Ik heb nu naast mij het boek ‘Honderd Engelen’ van Anselm Grün open liggen. Als je verwacht dat Grün je inwijdt in de wereld van engelverschijningen, kom je wat bedrogen uit. Bij hem zijn de engelen geen hemelse wezens die (al dan niet) verschijnen maar geesteshoudingen, of deugden. En tegelijk zijn de engelen de geestelijke begeleiders die je hart openen voor deze geesteshoudingen. Een citaat (blz. 10, 12)

Engelen zijn beelden van het diepe, blijvende verlangen naar hulp en genezing, dat niet uit onszelf voortkomt. Dat zij tegenwoordig weer ‘aankomen’, ons weer raken, drukt een verwachting uit: dat ons leven werkelijk niet in leegte eindigt, dat het kan lukken, dat wij kunnen aankomen bij ons eigenlijke doel. Engelen zijn geestelijke begeleiders. Zij brengen ons in contact met een diep verlangen, dat in ieder van ons verborgen is. Zij zijn een bron van inspiratie.

De engelen willen in ons iets oproepen wat wij in de dagelijkse drukte vergeten of verwaarlozen. Het is mooi je voor te stellen dat je () wordt begeleid door de engel van de trouw of de engel van de tederheid, dat God een engel naar je toestuurt die je inwijdt in het geheim van de trouw of de tederheid.

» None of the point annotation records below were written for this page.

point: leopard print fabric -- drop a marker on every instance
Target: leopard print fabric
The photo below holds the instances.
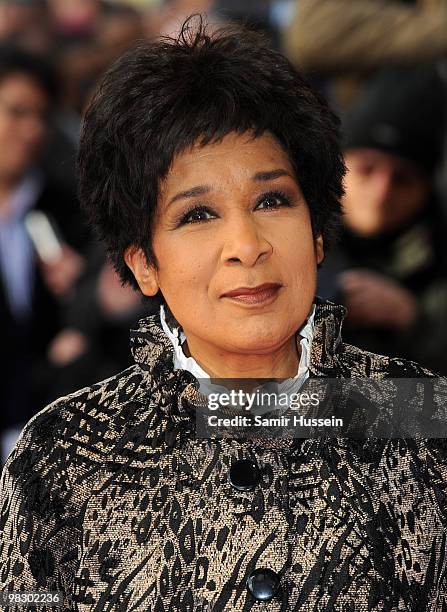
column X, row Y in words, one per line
column 110, row 498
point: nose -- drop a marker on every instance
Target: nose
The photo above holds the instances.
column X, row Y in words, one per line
column 244, row 242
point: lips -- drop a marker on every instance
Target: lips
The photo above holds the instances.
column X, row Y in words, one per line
column 251, row 290
column 254, row 295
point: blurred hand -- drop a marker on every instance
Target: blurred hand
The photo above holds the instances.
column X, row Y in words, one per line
column 61, row 275
column 113, row 298
column 66, row 347
column 373, row 299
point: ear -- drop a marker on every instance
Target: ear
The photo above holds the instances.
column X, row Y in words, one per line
column 319, row 250
column 145, row 274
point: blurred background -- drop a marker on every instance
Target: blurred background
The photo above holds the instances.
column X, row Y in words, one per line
column 64, row 316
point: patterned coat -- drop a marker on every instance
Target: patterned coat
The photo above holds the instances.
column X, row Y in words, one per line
column 110, row 498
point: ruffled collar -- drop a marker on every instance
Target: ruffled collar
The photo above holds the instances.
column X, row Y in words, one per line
column 182, row 362
column 176, row 391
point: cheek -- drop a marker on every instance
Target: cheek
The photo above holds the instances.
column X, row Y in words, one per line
column 183, row 265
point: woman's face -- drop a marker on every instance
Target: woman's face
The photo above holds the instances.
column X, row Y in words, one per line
column 231, row 215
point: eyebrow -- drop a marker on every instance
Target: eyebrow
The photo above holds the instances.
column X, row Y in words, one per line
column 202, row 189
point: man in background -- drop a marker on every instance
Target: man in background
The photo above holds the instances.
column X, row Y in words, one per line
column 390, row 267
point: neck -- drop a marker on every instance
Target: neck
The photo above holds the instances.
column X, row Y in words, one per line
column 281, row 363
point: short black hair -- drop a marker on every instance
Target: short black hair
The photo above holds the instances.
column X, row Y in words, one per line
column 37, row 66
column 165, row 95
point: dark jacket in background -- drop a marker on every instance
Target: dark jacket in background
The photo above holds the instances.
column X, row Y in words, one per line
column 25, row 370
column 415, row 256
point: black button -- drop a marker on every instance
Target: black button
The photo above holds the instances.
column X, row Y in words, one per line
column 263, row 583
column 244, row 475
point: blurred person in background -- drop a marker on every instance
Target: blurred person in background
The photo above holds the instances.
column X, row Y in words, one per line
column 345, row 41
column 26, row 23
column 31, row 292
column 390, row 268
column 94, row 342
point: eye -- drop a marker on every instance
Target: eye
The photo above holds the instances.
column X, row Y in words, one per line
column 273, row 199
column 197, row 214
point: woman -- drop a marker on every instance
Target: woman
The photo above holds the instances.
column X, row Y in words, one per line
column 214, row 175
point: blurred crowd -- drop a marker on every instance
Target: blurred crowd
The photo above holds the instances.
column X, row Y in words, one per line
column 64, row 316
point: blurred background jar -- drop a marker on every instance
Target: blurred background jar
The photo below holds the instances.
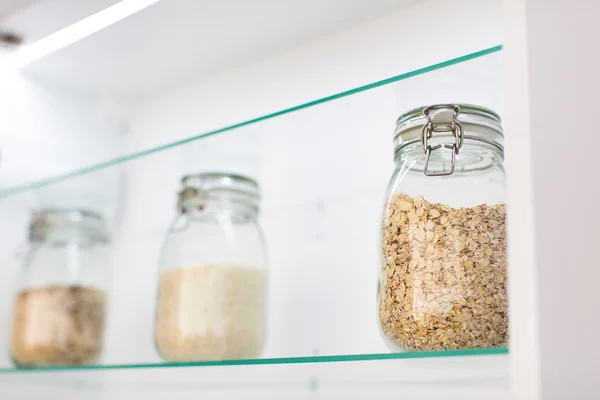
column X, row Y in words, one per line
column 213, row 278
column 443, row 277
column 59, row 312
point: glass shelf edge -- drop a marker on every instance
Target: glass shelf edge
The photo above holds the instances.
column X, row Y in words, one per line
column 272, row 361
column 95, row 167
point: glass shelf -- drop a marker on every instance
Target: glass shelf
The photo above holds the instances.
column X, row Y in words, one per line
column 27, row 186
column 323, row 167
column 468, row 374
column 272, row 361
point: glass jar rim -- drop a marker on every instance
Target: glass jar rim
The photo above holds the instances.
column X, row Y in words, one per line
column 197, row 188
column 479, row 123
column 208, row 181
column 44, row 221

Dat klinkt natuurlijk allemaal heel toegankelijk en aantrekkelijk. Maar is de engel hier eigenlijk niet alleen maar een metafoor geworden? Of is dat de enige manier om vandaag nog over engelen te kunnen spreken?

Ik stel mijn antwoord op die vragen nog maar even uit. Er is nog veel meer te lezen en te ontdekken!